The rehabilitation process started just a few days after the surgery, and Roy said it is now in its seventh week.
“We started right away. You don’t want to lose the strength and the range of motion, and the atrophy to the muscle. Research shows when you start right away, instead of letting of heal in that area, you get back a lot quicker,” Roy said. “The first month is tough, but after you get by that it is easier and you start responding faster and faster. I am just trying to stay ahead of the guidelines and keep working at it.”
It will be a long process. Roy is expected to be ready to play by November and he remains on target for that return date. He hopes to start skating by late September.
“I haven’t skated in a while,” he said. “I am going to start skating in three weeks or a month, and get that back up to speed, keep rehabbing the shoulder and move forward.”
Roy had the surgery in July, a little more than a week after the Stars acquired him from the Buffalo Sabres in exchange for Steve Ott and Adam Pardy. Roy played through the injury last season and he said he could have played through it again this season. But after undergoing an MRI and consulting with the Stars and their medical staff, the decision was made to get the problem taken care of surgically.
“They figured a 100 percent Derek Roy would help the team more than playing at 75 percent, getting hurt, coming back and doing that all season.
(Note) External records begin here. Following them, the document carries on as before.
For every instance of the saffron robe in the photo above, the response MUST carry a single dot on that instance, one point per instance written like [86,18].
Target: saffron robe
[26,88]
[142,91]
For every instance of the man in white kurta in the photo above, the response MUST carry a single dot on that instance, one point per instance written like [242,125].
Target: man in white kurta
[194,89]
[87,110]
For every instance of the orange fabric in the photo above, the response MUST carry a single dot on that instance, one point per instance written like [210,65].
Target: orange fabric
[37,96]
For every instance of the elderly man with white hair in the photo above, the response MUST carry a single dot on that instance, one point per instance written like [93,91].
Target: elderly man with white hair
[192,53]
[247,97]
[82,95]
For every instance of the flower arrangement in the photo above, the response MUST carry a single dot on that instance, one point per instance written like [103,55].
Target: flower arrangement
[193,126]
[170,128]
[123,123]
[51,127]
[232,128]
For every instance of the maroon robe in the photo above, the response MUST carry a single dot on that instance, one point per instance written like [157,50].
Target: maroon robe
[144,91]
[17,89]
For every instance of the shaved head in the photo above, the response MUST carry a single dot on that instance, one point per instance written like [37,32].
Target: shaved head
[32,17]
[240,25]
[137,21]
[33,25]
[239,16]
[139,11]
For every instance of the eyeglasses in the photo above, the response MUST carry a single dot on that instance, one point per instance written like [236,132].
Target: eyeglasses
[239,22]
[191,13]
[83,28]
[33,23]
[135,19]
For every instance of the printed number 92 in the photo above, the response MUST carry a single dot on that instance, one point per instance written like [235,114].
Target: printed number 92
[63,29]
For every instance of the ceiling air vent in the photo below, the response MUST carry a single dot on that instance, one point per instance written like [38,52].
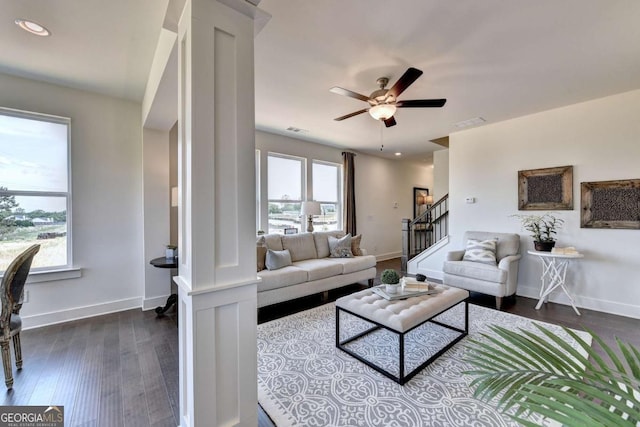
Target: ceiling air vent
[470,122]
[296,130]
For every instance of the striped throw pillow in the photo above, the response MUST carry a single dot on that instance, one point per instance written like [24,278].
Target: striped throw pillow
[483,251]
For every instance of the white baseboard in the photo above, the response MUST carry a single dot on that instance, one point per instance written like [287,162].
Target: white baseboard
[390,255]
[152,303]
[611,307]
[51,318]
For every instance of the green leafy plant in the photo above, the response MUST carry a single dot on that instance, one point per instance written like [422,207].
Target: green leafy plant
[390,277]
[528,374]
[541,227]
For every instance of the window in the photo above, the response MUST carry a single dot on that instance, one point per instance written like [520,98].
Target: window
[285,178]
[327,189]
[35,193]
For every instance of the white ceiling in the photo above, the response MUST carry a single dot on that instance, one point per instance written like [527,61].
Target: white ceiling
[494,59]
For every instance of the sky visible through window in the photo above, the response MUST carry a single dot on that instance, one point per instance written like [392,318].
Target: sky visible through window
[33,157]
[325,182]
[284,178]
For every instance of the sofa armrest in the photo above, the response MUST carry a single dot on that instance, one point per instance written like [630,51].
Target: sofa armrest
[506,261]
[455,255]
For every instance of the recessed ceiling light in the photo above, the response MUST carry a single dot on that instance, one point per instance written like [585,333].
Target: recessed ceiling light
[33,27]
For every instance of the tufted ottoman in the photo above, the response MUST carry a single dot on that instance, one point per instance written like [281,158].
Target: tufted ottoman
[400,317]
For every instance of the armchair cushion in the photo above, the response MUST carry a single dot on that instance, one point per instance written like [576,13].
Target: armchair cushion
[483,251]
[277,259]
[475,270]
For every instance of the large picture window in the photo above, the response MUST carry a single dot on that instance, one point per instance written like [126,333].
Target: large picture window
[327,179]
[35,193]
[285,191]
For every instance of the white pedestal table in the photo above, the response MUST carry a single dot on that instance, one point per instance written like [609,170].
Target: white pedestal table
[554,272]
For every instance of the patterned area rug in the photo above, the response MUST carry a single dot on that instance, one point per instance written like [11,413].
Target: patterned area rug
[304,380]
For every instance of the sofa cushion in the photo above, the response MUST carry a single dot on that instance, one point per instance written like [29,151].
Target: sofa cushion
[351,265]
[319,268]
[475,270]
[322,242]
[355,245]
[277,259]
[340,247]
[483,251]
[273,241]
[286,276]
[301,246]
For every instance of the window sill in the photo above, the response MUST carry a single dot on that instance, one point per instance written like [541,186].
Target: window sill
[53,275]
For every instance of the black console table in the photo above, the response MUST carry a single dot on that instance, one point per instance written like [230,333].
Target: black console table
[163,262]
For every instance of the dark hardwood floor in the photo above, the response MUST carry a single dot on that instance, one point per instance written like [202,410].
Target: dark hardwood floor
[121,369]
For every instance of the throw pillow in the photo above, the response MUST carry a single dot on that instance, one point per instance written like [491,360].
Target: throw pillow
[261,256]
[355,245]
[277,259]
[483,251]
[261,253]
[340,248]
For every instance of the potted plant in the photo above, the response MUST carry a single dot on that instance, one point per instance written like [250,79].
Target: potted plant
[525,374]
[542,229]
[391,279]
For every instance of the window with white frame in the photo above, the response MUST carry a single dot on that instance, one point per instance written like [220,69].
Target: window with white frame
[285,191]
[327,189]
[35,190]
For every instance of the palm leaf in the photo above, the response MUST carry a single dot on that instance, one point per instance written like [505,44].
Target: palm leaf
[541,373]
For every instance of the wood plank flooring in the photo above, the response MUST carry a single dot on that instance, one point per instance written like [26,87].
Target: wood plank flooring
[121,369]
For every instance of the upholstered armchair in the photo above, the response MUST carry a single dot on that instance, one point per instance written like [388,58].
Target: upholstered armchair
[11,291]
[476,269]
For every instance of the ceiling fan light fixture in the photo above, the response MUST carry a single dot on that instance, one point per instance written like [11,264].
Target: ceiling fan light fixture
[33,27]
[382,111]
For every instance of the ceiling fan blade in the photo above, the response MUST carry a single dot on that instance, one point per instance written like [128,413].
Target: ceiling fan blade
[421,103]
[349,93]
[390,122]
[351,114]
[409,76]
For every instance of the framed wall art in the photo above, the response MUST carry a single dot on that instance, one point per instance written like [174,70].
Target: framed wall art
[610,204]
[545,189]
[421,201]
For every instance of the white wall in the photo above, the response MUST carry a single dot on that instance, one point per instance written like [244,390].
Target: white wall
[379,184]
[600,138]
[440,174]
[106,159]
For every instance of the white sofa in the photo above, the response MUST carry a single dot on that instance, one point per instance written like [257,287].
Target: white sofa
[312,269]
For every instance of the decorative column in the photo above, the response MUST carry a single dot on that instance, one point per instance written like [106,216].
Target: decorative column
[216,179]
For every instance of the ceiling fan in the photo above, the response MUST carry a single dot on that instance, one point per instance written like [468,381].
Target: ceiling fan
[384,102]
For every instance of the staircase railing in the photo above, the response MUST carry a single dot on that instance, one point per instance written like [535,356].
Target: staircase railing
[425,230]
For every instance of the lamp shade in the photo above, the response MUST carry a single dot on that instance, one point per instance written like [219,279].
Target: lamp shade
[382,111]
[310,208]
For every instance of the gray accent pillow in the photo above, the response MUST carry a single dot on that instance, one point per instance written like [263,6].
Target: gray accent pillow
[277,259]
[340,248]
[483,251]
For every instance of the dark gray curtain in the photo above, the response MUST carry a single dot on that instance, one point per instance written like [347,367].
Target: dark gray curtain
[349,192]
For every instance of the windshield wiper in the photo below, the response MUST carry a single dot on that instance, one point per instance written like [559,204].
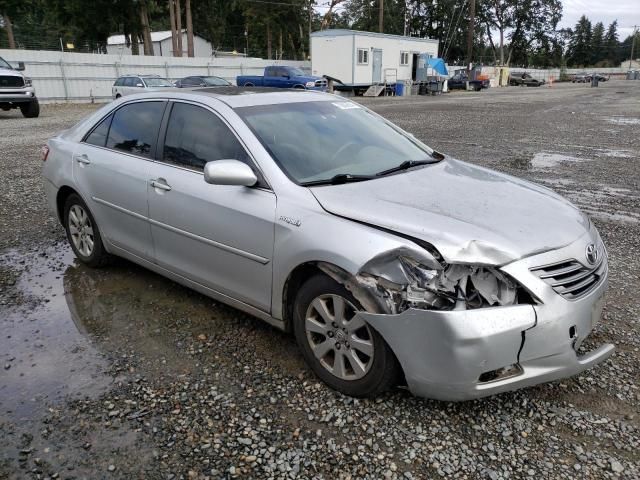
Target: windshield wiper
[339,179]
[407,164]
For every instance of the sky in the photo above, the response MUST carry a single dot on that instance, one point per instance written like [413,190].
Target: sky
[627,12]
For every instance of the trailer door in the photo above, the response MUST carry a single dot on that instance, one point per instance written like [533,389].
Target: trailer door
[376,66]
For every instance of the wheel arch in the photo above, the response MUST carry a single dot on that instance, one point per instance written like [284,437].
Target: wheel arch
[61,197]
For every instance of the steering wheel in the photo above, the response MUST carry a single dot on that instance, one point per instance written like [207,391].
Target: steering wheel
[342,149]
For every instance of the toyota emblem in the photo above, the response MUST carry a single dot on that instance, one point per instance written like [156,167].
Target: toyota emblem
[592,254]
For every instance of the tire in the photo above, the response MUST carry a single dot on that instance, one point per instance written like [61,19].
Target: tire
[83,233]
[31,109]
[364,376]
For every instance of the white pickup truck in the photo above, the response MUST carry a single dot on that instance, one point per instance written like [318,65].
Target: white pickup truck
[16,90]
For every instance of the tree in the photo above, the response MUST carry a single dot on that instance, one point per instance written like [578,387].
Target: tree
[580,44]
[597,43]
[612,44]
[187,7]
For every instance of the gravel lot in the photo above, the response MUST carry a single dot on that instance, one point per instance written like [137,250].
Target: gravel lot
[119,373]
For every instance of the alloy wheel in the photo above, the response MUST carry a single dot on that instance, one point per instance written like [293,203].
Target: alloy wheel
[340,340]
[81,230]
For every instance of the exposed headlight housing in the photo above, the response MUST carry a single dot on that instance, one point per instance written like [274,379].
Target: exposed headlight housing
[456,286]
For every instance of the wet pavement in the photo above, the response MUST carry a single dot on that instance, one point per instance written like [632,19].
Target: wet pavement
[120,373]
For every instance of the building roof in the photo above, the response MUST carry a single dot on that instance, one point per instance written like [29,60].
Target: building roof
[338,32]
[155,37]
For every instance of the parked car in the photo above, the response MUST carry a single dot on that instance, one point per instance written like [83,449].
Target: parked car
[283,77]
[16,90]
[202,81]
[459,81]
[524,80]
[386,259]
[130,84]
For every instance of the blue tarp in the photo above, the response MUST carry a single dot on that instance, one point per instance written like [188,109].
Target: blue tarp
[438,65]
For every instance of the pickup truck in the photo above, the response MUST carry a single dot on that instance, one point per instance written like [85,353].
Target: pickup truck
[524,80]
[459,81]
[16,90]
[283,77]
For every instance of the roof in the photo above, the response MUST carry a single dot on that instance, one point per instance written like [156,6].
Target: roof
[241,96]
[339,32]
[155,37]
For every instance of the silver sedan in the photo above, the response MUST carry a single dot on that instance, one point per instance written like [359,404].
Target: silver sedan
[390,262]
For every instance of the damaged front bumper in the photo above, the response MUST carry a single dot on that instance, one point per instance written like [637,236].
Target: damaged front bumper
[465,354]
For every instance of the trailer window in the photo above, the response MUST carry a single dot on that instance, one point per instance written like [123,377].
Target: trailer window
[363,56]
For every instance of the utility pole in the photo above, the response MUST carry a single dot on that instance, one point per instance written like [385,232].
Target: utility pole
[633,43]
[470,33]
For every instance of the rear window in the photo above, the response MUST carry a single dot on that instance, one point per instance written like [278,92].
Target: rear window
[134,128]
[99,134]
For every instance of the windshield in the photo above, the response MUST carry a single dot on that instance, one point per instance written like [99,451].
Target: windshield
[157,82]
[215,81]
[315,141]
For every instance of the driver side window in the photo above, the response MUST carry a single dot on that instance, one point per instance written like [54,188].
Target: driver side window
[196,136]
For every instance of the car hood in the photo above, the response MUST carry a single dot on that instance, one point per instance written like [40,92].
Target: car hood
[469,213]
[7,72]
[306,78]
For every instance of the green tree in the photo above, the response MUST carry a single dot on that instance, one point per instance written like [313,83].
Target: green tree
[597,43]
[580,44]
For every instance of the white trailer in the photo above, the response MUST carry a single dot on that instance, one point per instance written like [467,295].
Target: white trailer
[361,59]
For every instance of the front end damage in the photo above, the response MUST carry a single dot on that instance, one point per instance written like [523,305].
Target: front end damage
[467,331]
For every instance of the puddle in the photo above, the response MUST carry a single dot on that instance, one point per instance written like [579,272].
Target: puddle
[624,120]
[44,356]
[77,331]
[615,153]
[549,160]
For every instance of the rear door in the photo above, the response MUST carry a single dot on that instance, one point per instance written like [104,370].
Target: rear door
[111,168]
[219,236]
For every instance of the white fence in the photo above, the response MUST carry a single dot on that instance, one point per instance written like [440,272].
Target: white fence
[87,77]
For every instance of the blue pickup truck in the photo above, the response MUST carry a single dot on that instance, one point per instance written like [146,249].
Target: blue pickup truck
[282,77]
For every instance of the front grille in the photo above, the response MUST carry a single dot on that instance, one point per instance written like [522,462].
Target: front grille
[572,279]
[11,82]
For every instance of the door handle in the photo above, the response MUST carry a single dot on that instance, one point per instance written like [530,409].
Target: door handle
[161,184]
[83,159]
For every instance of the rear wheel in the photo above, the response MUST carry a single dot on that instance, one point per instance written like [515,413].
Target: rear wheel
[83,233]
[340,347]
[31,109]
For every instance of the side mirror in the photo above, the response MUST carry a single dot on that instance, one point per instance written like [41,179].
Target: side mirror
[229,172]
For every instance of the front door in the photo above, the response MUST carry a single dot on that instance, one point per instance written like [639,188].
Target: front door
[376,65]
[111,169]
[219,236]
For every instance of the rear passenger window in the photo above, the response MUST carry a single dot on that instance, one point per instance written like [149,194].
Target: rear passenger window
[196,136]
[134,128]
[99,135]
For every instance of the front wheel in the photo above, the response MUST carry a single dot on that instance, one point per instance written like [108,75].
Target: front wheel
[340,347]
[83,233]
[31,109]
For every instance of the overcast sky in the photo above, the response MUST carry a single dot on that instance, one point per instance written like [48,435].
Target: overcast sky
[627,12]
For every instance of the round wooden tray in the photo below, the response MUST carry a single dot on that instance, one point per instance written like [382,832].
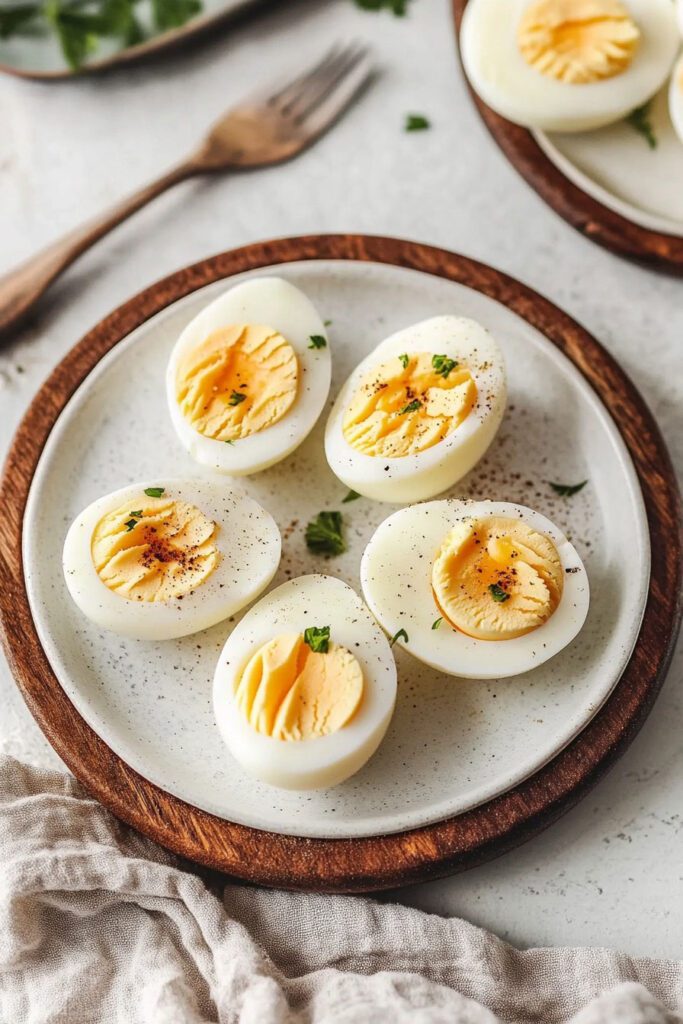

We made the decision on surgery and right now for us, and we are going to move forward,” Roy said. “I could have played with it, but I wouldn’t have been 100 percent. If it fails on me again, I could miss some games. Every time you do that, you take a step back. Getting the surgery done just shows how much they care and how they want their players to be 100 percent. It shows exactly how much they care about their players.”
The 29-year-old Roy, who has 427 points (161 goals, 266 assists) in 549 NHL games, was one of the Stars’ key offseason acquisitions. He’ll help fill the void left by the departure of Mike Ribeiro, who was dealt to Washington in the deal that brought Cody Eakin to Dallas.
It’s a role the Stars felt Roy could better fill by being 100 percent, and right now he is focused on getting there. Beyond the rehab work and the occasional visit to the doctor, he’s also taking care of things like getting his car registered in Texas and wrapping up the move to his new home.
“I’m still waiting for some stuff to come in to try to make this place home as quickly as possible,” he said.
And he likes what he’s seen of his new home.
“It’s great,” he said of Dallas. “It’s a beautiful city. It’s really clean. The buildings are really nice, there’s good architecture around here. The people are friendly, I’m excited to be here and I am excited to be a part of the Dallas Stars.”